Okay, so I do see one thing much more clearly now…

It’s not just a simple lack of empathy on the part of the court. It’s that you cannot adequately convey what it’s like to be in limbo over one’s home as your servicer does its best three-ring circus imitation, to someone who has never even been close to being in that situation.

You see it in the judge’s characterization of the conduct measured against the standard of being “so extreme as to exceed all bounds of that usually tolerated in a civilized society.” As he says, PHH Mortgage made some “errors in statements” sent to Mr. Linza, and I suppose if that’s how you characterize it, well… it would be hard to say that making “errors in statements” rises to the level of behavior that exceeds all bounds tolerated in a civilized society.

But it’s not just about making errors in statements. It’s about WHO is making such errors, WHEN the errors are being made, and WHAT is potentially on the line as a result of the errors.

For example, if the WHO is your health club… the WHEN is in June… and the WHAT is your gym membership during months when you tend to get your exercise outdoors anyway… well, so what? However, if the WHO is your oncologist, the WHEN is during cancer treatments, and the WHAT is your life… then the “errors in statements” takes on entirely new levels of gravitas, right?

Well, in this case, the WHO is your bank… the WHEN is during the foreclosure process… and the WHAT is the loss of your home… well, that’s a pretty big deal, but even that alone doesn’t even come close to being an adequate description of what’s going on because it’s not happening in a vacuum.

It’s happening after the President of the United States told the country about the program and its purpose. It’s happening after your bank has invited you into this process of applying for a loan modification. And it’s happening as months roll by and it becomes that much harder to ever catch up should you ultimately be denied.

You see, what happens is that you start to struggle making your payment, but the bank won’t even talk to you about it until you’re 2-3 months delinquent, so finally that’s where you are… and if the bank were to tell you that you’ve been denied in a month or so, then you might be able to do something to bring the loan current, but that almost never happens.

It’s a process that takes months upon months, and as each month passes, and the uncertainty of the outcome is made clearer by the clown-like behavior of your servicer along the way, the certainty that you will not be able to catch up should you be denied becomes set in stone.

And now you’ve gone from just applying for something… to your current life being entirely dependent on something working, while you see evidence every day that you are in an environment where nothing is working.

It’s the sort of thing that can first induce panic in even the most resolute and optimistic individuals, followed by waves of sadness as you come to accept the irrevocable nature of your situation. And after that, all that’s left is anger and finally disgust at your government, your bank, and a society that turns its back on doing anything about it.

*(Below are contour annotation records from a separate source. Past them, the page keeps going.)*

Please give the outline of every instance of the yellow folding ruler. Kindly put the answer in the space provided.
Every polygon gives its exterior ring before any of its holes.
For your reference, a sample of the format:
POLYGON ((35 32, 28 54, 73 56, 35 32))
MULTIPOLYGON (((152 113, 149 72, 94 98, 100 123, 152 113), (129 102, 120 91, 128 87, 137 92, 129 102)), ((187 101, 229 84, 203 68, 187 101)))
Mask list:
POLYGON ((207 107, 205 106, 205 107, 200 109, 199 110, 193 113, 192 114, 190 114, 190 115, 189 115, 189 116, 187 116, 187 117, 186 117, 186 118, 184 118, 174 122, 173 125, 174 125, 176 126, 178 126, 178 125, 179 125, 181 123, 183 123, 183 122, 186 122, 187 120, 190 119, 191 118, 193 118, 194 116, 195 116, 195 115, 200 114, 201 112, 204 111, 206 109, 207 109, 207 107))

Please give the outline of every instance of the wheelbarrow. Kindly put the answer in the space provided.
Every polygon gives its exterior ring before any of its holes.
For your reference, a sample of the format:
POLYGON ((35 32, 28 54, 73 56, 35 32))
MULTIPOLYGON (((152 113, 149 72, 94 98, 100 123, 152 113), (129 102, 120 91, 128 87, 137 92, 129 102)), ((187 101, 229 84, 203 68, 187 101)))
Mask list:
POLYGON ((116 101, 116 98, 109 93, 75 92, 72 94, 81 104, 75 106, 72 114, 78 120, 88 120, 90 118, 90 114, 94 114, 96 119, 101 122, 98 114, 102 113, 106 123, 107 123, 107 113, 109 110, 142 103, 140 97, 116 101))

I’m quite sure that I’ll never feel the same way I once did about my government, and that’s really saying something considering I’ve lived through such examples of honor and competence as Vietnam, Kent State, Watergate, trading-arms-for-hostages, oral sex in the Oval Office, whatever the run-up to the Iraq War was, and the total embarrassment that followed Hurricane Katrina. All of those things combined pale in comparison to my government’s inconceivably inept ongoing handling of the foreclosure crisis.

And if you think I’m exaggerating, consider that we lost 65,000 in Vietnam over Lord-only-knows how many years dithering in that South East Asian swamp, how many lives do you suppose have been lost over the foreclosure crisis? Less than 65,000? Maybe… I’m not sure about that, but maybe. We’ve lost eight millions homes… I’m sure in terms of life expectancies we’ve lost quite a few.

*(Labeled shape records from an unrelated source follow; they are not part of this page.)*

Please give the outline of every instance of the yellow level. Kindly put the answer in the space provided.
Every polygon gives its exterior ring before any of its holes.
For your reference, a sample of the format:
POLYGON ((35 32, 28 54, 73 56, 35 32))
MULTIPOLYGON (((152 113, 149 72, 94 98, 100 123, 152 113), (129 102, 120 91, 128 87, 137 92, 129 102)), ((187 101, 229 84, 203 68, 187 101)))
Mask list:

However, in this case, we’re only talking about “errors in statements,” so it’s not that big a deal, obviously. Here’s how the judge viewed the severity of emotional distress involved 

“There was insufficient evidence that Plaintiff’s claimed emotional distress was severe or extreme. He went to the doctor only once. He took some pills that weren’t identified. His medical costs were about $200.”

Okay, so here’s the meat of the matter to the judge’s way of thinking. Only one doctor’s visit clearly told the judge that Mr. Linza was not in that bad a condition, because if he were he would have gone to the doctor a lot more than once… he would have identified the pills he was popping like candy, and the whole affair surely would have cost more than a couple hundred bucks.

I don’t know Mr. Linza, but I can tell you that going to see my doctor for anything but the flu or a broken bone sort of ailment is about as productive as going to visit my florist. My doctor doesn’t work all that well with anything that doesn’t run a fever, produce phlegm… or show up on an X-ray.

Were it me instead of Mr. Linza, I think I would have turned to street drugs before I bothered my HMO gatekeeper-physician… oh, and of course, alcohol… copious amounts of alcohol.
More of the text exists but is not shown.